To help students morph into scholars, we need to begin practicing scholarship earlier. This practice begins by having the young scholars publish their work on the Internet so the COMMUNITY: peers, parents, other teachers, employers, college students, citizens, and netizens can help in the learning process. Teacher scholarship is fostered by the Carnegie Foundation, which supports Teacher Scholarship. Teacher scholarship provides teachers with the opportunity of exploring their own pedagogy to better practice in the classroom. Teacher scholarship also serves as a model to show students how to become scholars themselves. Scholars all have one thing in common: scholars make their work public. By making their work public, they are exposing their ideas and letting the public know what they think and believe. Once their work is public a DIVERSE audience has access to this work. This begins a second important facet of scholarship, peer review. Scholars exchange ideas and knowledge by reading each other's work and commenting on it. This strengthens both of the scholar's work. The third thing scholars do is to pass their work on to others by publishing. Lori notes...I shared an article that I wrote for English Journal with my students. I explained that I made my work public, it was reviewed by my peers, and now could be cited by other people writing on the topic. My students, in turn, are writing about the texts they are reading, reading what other students are writing about these texts, and then citing what they admire from one another's writing.
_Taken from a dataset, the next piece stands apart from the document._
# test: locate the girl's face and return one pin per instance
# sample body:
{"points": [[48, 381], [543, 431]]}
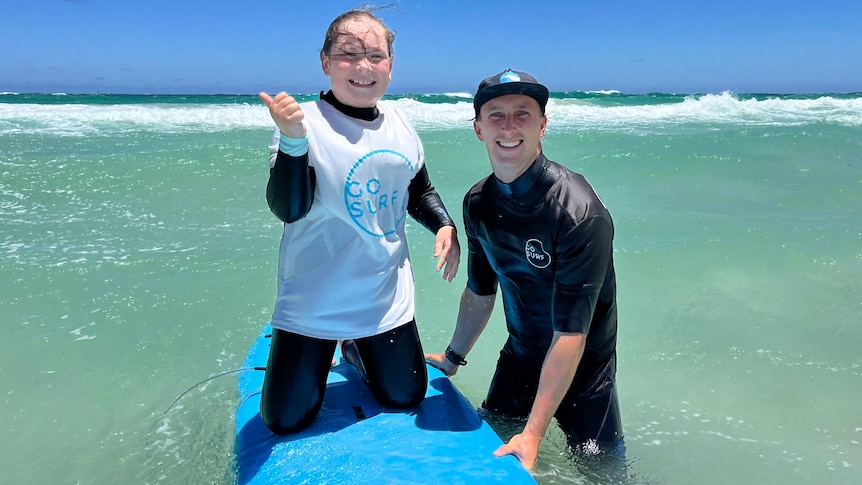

Setting up my homepage with Geocities a few weeks before I began my Cyber English class, allowed me to experience what my students would go through. I made the same mistakes (e.g.- coding errors) that they would make; this made it easier for me to quickly respond to constant cries of "why isn't this working?!" By practicing what we preach, teachers can act as models for our students. Teachers of writing have been talking for years about the fact that we need to write alongside our students. By doing what we ask of them, we can anticipate particular problems, propose possible solutions, and have a better understanding of the writing process. The same holds true of teaching in the Cyber English classroom.